Auto-entrepreneur sans décennale : ce que vous risquez vraiment
Un auto-entrepreneur sans décennale qui réalise des travaux de construction cumule trois risques : une sanction pénale pouvant atteindre 75 000 € d'amende et six mois d'emprisonnement, une responsabilité personnelle engagée pendant dix ans sur chaque chantier livré, et la perte immédiate de toute crédibilité commerciale. Le régime de la micro-entreprise n'y change rien : l'obligation d'assurance posée par l'article L241-1 du Code des assurances ne prévoit aucune dérogation liée au statut ou au chiffre d'affaires, comme le rappelle service-public.fr.
Beaucoup d'artisans en micro croient pouvoir démarrer « juste quelques chantiers » sans assurance, le temps de se lancer. C'est le calcul le plus dangereux du bâtiment : un seul désordre structurel non couvert peut effacer plusieurs années de bénéfices et, faute de responsabilité limitée en micro-entreprise, atteindre le patrimoine privé — épargne, véhicule, biens personnels.
Attention
Le défaut de décennale n'est pas une simple irrégularité administrative : c'est un délit. Il se constate à l'ouverture du chantier, indépendamment de tout sinistre. Vous pouvez être poursuivi même si l'ouvrage livré ne présente aucun défaut.
Sanctions pénales : amende, prison, interdiction d'exercer
L'article L243-3 du Code des assurances punit le défaut de décennale de 75 000 € d'amende et de six mois d'emprisonnement. Ces peines visent toute personne soumise à l'obligation qui ne peut justifier d'une garantie, auto-entrepreneur compris. La sanction frappe l'absence d'assurance en elle-même : le juge n'exige pas qu'un dommage soit survenu pour condamner.
| Volet | Sanction ou conséquence | Fondement |
|---|---|---|
| Pénal | 75 000 € d'amende, 6 mois de prison | Art. L243-3 Code des assurances |
| Civil | Réparation intégrale du désordre pendant 10 ans | Art. 1792 Code civil |
| Patrimonial | Saisie possible des biens personnels | Pas de responsabilité limitée en micro |
| Commercial | Perte des chantiers, sous-traitance refusée | Attestation obligatoire sur devis et facture |
| Complémentaire | Interdiction d'exercer, inscription au casier | Peines complémentaires prononcées par le juge |
À ces peines s'ajoute une réalité de terrain : un donneur d'ordre du BTP, un maître d'ouvrage public ou un particulier averti réclament l'attestation avant toute signature.
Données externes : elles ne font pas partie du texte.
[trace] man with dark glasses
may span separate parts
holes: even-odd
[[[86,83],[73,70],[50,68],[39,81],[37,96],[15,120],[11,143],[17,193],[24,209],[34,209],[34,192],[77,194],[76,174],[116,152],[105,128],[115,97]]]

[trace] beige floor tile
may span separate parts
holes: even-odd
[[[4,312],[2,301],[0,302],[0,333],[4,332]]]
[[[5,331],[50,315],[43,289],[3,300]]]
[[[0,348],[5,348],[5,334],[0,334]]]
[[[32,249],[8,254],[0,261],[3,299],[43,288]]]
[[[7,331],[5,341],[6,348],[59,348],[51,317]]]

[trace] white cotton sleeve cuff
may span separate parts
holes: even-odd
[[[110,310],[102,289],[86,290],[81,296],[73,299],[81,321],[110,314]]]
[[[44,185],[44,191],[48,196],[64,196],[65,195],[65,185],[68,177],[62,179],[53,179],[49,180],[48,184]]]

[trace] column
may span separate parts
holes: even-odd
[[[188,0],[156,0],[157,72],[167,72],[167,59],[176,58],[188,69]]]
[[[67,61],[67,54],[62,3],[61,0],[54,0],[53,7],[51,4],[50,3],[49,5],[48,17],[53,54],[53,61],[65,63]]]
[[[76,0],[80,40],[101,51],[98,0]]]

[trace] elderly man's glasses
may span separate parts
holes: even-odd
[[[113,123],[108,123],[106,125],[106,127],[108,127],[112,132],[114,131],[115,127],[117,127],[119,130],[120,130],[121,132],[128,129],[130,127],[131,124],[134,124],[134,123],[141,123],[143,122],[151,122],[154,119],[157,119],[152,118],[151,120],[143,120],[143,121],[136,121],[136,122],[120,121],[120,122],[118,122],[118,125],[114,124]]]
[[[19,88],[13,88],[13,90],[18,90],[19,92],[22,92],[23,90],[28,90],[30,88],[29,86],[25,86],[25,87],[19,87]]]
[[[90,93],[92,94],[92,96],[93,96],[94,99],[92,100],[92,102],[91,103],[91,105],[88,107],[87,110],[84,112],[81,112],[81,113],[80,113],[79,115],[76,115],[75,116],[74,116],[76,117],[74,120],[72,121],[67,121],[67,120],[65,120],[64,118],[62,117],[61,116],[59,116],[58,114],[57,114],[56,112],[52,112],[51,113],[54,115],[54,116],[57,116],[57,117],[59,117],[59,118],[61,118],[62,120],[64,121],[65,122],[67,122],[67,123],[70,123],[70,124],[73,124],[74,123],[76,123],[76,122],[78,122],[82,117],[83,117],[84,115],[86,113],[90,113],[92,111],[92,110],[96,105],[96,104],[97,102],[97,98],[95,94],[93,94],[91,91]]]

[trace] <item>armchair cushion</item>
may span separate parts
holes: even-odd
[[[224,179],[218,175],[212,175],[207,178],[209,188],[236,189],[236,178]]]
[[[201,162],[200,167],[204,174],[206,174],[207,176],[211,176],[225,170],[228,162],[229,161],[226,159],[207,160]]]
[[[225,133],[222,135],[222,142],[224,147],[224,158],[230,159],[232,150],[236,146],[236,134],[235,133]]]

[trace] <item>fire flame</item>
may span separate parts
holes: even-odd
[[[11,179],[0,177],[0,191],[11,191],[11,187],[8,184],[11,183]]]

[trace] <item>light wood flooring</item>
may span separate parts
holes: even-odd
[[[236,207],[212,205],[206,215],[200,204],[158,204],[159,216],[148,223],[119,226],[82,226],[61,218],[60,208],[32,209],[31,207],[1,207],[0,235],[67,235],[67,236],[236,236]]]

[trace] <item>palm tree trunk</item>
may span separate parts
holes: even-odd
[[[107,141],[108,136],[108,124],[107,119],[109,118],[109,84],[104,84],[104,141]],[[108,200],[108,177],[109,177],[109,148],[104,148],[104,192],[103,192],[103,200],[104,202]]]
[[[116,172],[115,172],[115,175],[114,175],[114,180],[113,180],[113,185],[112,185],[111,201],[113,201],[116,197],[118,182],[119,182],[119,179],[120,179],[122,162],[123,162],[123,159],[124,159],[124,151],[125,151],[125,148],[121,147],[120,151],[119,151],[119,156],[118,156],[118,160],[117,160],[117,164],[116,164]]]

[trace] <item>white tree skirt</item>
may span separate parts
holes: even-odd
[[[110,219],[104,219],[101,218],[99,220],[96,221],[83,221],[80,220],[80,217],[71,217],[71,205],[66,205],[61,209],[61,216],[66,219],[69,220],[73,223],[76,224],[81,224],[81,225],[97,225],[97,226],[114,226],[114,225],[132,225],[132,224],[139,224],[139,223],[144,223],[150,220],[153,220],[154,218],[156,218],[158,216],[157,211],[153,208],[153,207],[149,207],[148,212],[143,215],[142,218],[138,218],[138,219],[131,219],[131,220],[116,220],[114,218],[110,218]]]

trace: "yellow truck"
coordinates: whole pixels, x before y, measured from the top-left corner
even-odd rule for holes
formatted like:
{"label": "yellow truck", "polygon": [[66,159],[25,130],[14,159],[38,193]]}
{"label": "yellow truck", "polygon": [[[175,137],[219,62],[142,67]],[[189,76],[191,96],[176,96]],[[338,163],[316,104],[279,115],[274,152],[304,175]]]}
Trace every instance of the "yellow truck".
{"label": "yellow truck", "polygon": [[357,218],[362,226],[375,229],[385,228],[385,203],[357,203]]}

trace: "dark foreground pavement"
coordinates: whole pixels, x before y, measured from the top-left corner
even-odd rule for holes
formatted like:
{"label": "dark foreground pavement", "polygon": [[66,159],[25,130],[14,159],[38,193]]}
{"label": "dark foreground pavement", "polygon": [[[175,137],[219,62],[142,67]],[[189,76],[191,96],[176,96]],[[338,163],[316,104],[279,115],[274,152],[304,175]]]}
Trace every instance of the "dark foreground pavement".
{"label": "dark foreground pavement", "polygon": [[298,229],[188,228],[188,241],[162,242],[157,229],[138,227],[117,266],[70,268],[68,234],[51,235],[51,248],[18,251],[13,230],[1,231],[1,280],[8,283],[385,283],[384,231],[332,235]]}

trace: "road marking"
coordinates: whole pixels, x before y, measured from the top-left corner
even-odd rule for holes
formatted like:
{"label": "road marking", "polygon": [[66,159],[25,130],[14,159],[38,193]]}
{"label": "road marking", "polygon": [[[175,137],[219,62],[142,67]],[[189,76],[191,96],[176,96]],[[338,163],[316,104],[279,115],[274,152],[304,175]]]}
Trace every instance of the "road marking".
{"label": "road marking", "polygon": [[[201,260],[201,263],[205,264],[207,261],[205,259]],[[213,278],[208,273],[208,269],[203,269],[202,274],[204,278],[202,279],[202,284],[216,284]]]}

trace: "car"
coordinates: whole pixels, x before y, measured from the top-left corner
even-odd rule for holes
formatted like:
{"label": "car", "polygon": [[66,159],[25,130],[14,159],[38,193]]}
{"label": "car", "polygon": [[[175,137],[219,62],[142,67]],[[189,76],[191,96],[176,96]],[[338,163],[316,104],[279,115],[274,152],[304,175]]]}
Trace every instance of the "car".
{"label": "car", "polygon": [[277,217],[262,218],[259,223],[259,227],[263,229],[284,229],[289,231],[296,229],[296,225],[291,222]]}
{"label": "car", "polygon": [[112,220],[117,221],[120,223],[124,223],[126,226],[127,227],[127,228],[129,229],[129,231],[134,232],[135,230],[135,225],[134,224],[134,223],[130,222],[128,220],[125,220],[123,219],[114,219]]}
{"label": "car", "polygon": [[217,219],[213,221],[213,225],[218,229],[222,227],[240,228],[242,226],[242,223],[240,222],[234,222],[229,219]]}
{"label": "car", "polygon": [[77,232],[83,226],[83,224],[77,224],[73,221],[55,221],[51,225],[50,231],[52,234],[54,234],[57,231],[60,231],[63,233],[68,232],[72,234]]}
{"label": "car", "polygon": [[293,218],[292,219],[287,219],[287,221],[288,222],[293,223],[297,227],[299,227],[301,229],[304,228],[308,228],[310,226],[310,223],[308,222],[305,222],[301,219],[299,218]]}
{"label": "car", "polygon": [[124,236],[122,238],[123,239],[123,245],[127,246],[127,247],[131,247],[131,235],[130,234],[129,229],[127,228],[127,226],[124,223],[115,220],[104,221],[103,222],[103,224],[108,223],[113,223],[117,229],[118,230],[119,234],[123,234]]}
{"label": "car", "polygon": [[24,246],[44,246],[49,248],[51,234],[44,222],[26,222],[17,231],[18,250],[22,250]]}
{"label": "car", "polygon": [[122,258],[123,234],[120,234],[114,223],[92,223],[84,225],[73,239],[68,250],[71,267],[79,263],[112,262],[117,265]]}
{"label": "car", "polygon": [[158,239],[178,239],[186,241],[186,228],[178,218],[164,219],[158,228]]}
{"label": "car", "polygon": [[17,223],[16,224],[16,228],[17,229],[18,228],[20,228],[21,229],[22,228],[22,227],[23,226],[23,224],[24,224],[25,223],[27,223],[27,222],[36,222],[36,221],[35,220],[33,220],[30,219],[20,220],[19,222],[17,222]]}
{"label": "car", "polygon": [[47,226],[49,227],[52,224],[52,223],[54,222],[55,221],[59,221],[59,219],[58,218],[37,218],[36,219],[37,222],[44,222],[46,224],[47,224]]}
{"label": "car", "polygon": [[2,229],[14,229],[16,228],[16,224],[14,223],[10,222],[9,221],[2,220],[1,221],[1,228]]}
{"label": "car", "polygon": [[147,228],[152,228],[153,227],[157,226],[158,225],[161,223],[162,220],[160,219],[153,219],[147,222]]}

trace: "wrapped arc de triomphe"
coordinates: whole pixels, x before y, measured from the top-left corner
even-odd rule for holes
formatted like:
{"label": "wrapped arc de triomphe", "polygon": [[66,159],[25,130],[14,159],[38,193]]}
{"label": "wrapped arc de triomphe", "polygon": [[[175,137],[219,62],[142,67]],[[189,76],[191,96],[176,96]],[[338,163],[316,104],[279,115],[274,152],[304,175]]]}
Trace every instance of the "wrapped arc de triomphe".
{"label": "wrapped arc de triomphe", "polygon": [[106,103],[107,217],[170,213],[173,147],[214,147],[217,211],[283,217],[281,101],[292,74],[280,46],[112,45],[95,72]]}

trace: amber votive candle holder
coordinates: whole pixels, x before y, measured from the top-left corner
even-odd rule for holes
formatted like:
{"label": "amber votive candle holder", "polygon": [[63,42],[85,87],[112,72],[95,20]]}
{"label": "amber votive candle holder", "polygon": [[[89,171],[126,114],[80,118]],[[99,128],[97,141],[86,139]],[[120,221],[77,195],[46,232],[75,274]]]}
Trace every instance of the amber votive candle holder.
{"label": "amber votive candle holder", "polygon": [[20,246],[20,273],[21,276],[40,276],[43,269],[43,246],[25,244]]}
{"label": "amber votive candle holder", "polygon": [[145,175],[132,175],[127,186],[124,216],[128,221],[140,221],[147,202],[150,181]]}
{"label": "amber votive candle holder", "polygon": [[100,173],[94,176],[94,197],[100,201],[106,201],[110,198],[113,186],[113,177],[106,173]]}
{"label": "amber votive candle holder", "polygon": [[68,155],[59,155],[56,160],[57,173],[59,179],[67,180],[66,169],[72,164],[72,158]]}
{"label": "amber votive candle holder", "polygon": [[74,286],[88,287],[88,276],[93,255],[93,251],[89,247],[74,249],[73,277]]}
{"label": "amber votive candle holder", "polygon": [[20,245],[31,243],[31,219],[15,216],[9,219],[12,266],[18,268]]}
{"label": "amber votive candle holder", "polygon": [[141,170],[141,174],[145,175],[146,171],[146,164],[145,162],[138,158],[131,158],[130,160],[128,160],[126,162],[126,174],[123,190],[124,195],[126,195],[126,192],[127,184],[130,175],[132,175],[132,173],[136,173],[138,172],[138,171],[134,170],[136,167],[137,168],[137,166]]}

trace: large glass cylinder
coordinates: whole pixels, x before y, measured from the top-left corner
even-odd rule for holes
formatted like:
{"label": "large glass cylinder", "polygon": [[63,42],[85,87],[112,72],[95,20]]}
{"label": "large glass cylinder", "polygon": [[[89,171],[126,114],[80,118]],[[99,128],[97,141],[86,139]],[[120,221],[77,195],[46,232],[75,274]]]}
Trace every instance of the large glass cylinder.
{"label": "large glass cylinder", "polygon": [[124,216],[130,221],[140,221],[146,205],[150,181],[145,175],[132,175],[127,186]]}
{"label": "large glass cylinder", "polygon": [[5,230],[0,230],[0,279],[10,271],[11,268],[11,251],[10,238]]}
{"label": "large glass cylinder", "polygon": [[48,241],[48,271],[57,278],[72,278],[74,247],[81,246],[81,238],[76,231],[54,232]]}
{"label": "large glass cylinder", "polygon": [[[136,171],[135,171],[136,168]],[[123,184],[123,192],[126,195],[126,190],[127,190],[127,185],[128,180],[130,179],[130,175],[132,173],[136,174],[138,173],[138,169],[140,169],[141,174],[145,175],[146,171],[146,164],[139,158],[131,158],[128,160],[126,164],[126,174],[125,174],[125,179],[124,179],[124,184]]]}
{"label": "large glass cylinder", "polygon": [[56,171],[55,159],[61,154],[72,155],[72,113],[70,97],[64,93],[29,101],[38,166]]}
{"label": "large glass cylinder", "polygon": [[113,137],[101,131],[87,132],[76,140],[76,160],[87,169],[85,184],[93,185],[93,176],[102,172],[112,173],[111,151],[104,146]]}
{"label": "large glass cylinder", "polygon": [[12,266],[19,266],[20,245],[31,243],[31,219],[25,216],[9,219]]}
Sans elle, vous perdez le chantier avant même de chiffrer, et la sous-traitance vous est fermée. La mention de l'assurance sur les devis et factures est d'ailleurs obligatoire depuis la loi du 18 juin 2014 : son absence signale immédiatement au client que l'artisan n'est pas couvert.
La sanction pénale peut aussi frapper le maître d'ouvrage professionnel qui fait construire sans exiger l'assurance de ses intervenants. Résultat : les entreprises sérieuses écartent d'office le sous-traitant non assuré, non par excès de prudence, mais parce qu'elles engagent leur propre responsabilité en le laissant intervenir. Le défaut de décennale n'est donc pas seulement un risque juridique différé — il assèche le carnet de commandes dès aujourd'hui.
Le vrai danger : dix ans de responsabilité personnelle
La sanction pénale n'est pas le pire. Le risque majeur est civil et il dure dix ans. À compter de la réception des travaux, l'article 1792 du Code civil fait peser sur le constructeur une présomption de responsabilité : dès qu'un désordre compromet la solidité de l'ouvrage ou le rend impropre à sa destination, le client obtient réparation sans avoir à prouver la moindre faute.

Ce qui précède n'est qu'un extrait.